Carrying out all these steps you should end up with something like this:
To start an assembly an assembly manager is needed. By selecting "Start assembly" from the PalCom Menu the Developer Browser's own assembly manager will be used. The Browser will ask if you want to release / put a version on your assembly (and thus lock it for further editing), but if you prefer you can also continue experimenting with the assembly in runtime, i.e. an assembly does not have to be released to be launched.
If you want the assembly to be hosted by another assembly manager instead, you can load the assembly onto this by:
- Right-click on the chosen Assembly Manager in the browser view, e.g. the one on the Laptop device. Select "Control".
- Right-click once more and select "Open UI"

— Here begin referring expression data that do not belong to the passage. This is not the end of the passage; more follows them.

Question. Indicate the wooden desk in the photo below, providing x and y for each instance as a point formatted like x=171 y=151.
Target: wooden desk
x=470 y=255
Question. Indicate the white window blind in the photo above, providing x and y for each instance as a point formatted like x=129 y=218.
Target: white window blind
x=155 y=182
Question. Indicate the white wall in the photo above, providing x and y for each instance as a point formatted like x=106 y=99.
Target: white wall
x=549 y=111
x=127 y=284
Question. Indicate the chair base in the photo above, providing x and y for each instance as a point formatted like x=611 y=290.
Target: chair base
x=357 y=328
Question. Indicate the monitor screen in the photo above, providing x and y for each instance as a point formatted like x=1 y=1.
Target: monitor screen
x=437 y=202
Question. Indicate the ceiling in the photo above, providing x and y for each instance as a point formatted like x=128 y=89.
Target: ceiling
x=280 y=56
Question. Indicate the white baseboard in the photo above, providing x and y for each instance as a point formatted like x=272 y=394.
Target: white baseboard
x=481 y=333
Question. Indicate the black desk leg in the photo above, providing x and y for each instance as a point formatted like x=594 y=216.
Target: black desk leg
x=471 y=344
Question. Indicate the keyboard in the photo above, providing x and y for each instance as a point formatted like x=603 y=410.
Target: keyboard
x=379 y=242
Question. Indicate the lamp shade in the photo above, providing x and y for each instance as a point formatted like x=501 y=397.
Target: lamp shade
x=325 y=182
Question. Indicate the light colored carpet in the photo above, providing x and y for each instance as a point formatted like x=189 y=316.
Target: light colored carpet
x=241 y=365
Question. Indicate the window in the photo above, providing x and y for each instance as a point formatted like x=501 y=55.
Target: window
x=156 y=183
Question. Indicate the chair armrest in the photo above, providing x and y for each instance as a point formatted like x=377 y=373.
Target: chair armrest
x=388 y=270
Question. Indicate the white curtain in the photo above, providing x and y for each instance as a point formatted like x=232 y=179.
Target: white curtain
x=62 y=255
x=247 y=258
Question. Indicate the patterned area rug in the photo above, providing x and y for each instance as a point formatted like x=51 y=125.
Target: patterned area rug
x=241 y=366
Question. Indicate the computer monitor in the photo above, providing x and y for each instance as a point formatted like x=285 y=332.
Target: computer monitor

- Select the "XML editor" pane in the assembly editor view and mark and copy the complete "<PRDAssembly>" description - i.e. everything but the first two and the last line in the editor.
- Put the cursor in the AssemblyInfo box of the "load" command in the UI and paste in the desccription. Press "Load".
- You can also simply paste the XML description into a text file with extension ".ass" and load it via the launcher application.
Testing and experimenting with the assembly
When the new extended assembly is up and running, we can go on and take a picture with the camera. The Google Earth service saves the images and KML files in the “res” directory. From within Google Earth, open the "palcom-netlink.kml" (i.e. select “Open” in the File menu and browse to the “res” directory in the folder where you unzipped the demo). In the list of places on the left hand side of Google Earth a new category, “PalCom Photos” will appear, and you can click on the red dot to be taken to the location of the image (in Scotland, if you did not change the GPS position):
Likewise, subsequent photos will appear on the map, albeit you may need to force Google Earth to reload the images e.g. by moving the camera point a bit. The OVB browser will show that both assemblies are running simulatenously while sharing some of the services and without the new assembly affecting the original in any way:
What we hope to have illustrated by this very brief demo example is how the main concepts of the PalCom architecture - the assembly, device and service - allow for structuring a distributed system in a way that allows for overview and inspection of the running entities as well as the combined system. But of course, there is much more to it than that! If you are interested in learning more, we suggest that you install the PalCom open source toolbox for further experimentation or follow one of the tutorials for programming for palpability enclosed in the toolbox.
Thank you for your interest in PalCom!